In collaboration with Gilles Brassard of the Université de Montréal, Bennett developed a system of quantum cryptography, building on an idea of Stephen Wiesner. Known as BB84, the system takes advantage of the uncertainty principle to allow secure communication between parties who share no secret information initially. With the help of John Smolin, he built the world's first working demonstration of quantum cryptography in 1989.
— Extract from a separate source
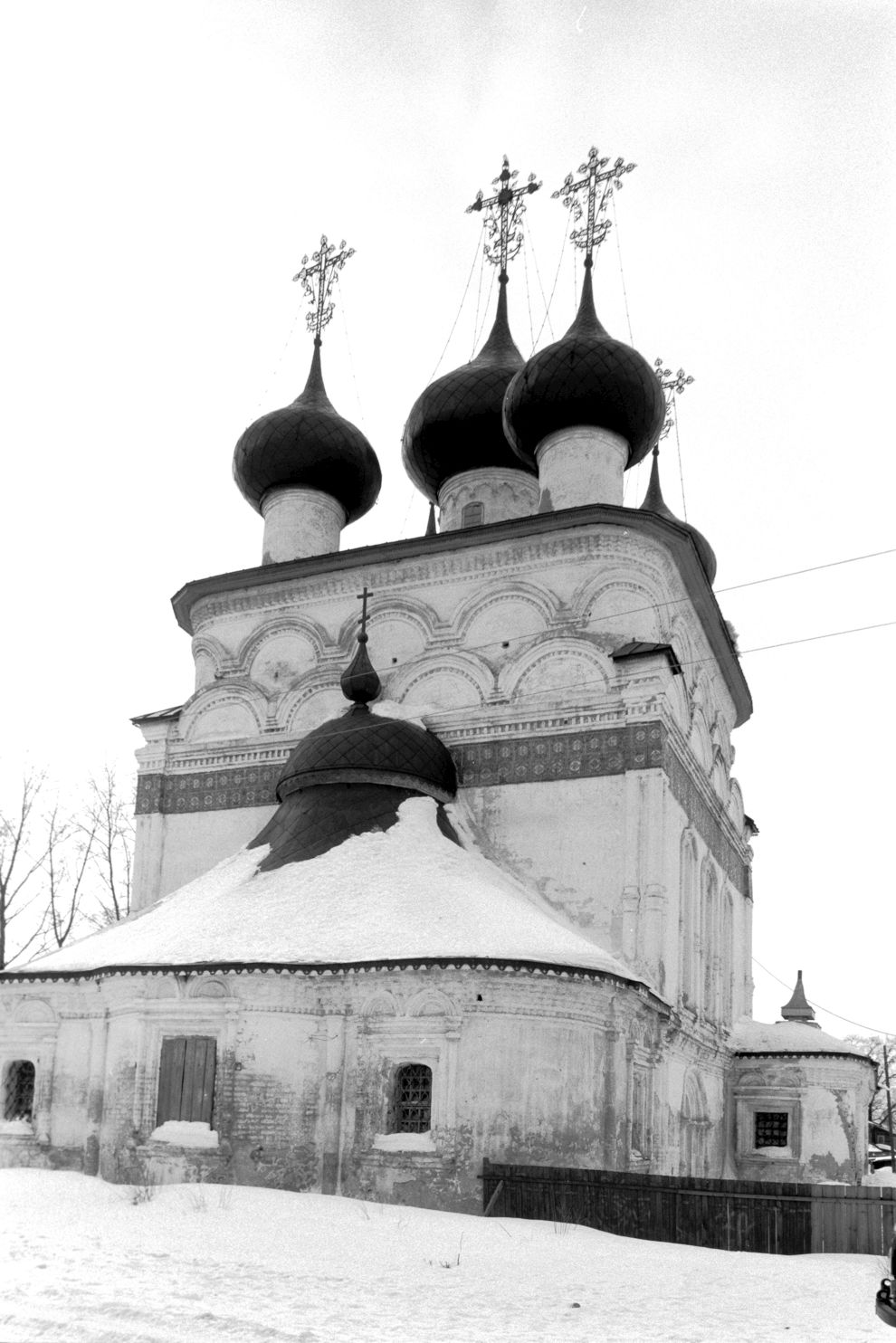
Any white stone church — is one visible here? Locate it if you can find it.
[0,152,873,1210]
His other research interests include algorithmic information theory, in which the concepts of information and randomness are developed in terms of the input/output relation of universal computers, and the analogous use of universal computers to define the intrinsic complexity or "logical depth" of a physical state as the time required by a universal computer to simulate the evolution of the state from a random initial state.

==Teleportation==

In 1993 Bennett and Brassard, in collaboration with others, discovered "quantum teleportation", an effect in which the complete information in an unknown quantum state is decomposed into purely classical information and purely non-classical Einstein–Podolsky–Rosen (EPR paradox) correlations, sent through two separate channels, and later reassembled in a new location to produce an exact replica of the original quantum state that was destroyed in the sending process.

==Later work==

Bennett is a Fellow of the American Physical Society and a member of the National Academy of Sciences. He was awarded the 2008 Harvey Prize by the Technion and the 2006 Rank Prize in opto-electronics. In 2017 he received the Dirac Medal of the ICTP and in 2018 the Wolf Prize in Physics. In June 2019, he received the Shannon Award and for 2019 the BBVA Foundation Frontiers of Knowledge Award in Basic Sciences. In 2023 he was awarded the Breakthrough Prize in Fundamental Physics and also in 2023 the Eduard Rhein Foundation Prize in Technology.

Bennett also co-runs a blog, The Quantum Pontiff, with Steve Flammia and Aram Harrow and hosted by Dave Bacon.

In March 2026, Bennett was named, along with Gilles Brassard, as recipient of the 2025 ACM Turing Award, for work on the foundations of quantum information science and secure communication and computing.

==Private life==
Bennett identifies himself as an atheist. Recalling a fond memory of the physicist Asher Peres, he writes:

[Asher] often pretended to consult me, a fellow atheist, on matters of religious protocol. As we waited in line to eat the hors d'oeuvres at a conference in Evanston, he said, "There is a prayer Jews traditionally say when they do something new that they have never done before. I am about to eat a new kind of non-Kosher food. Do you think I should say the prayer?"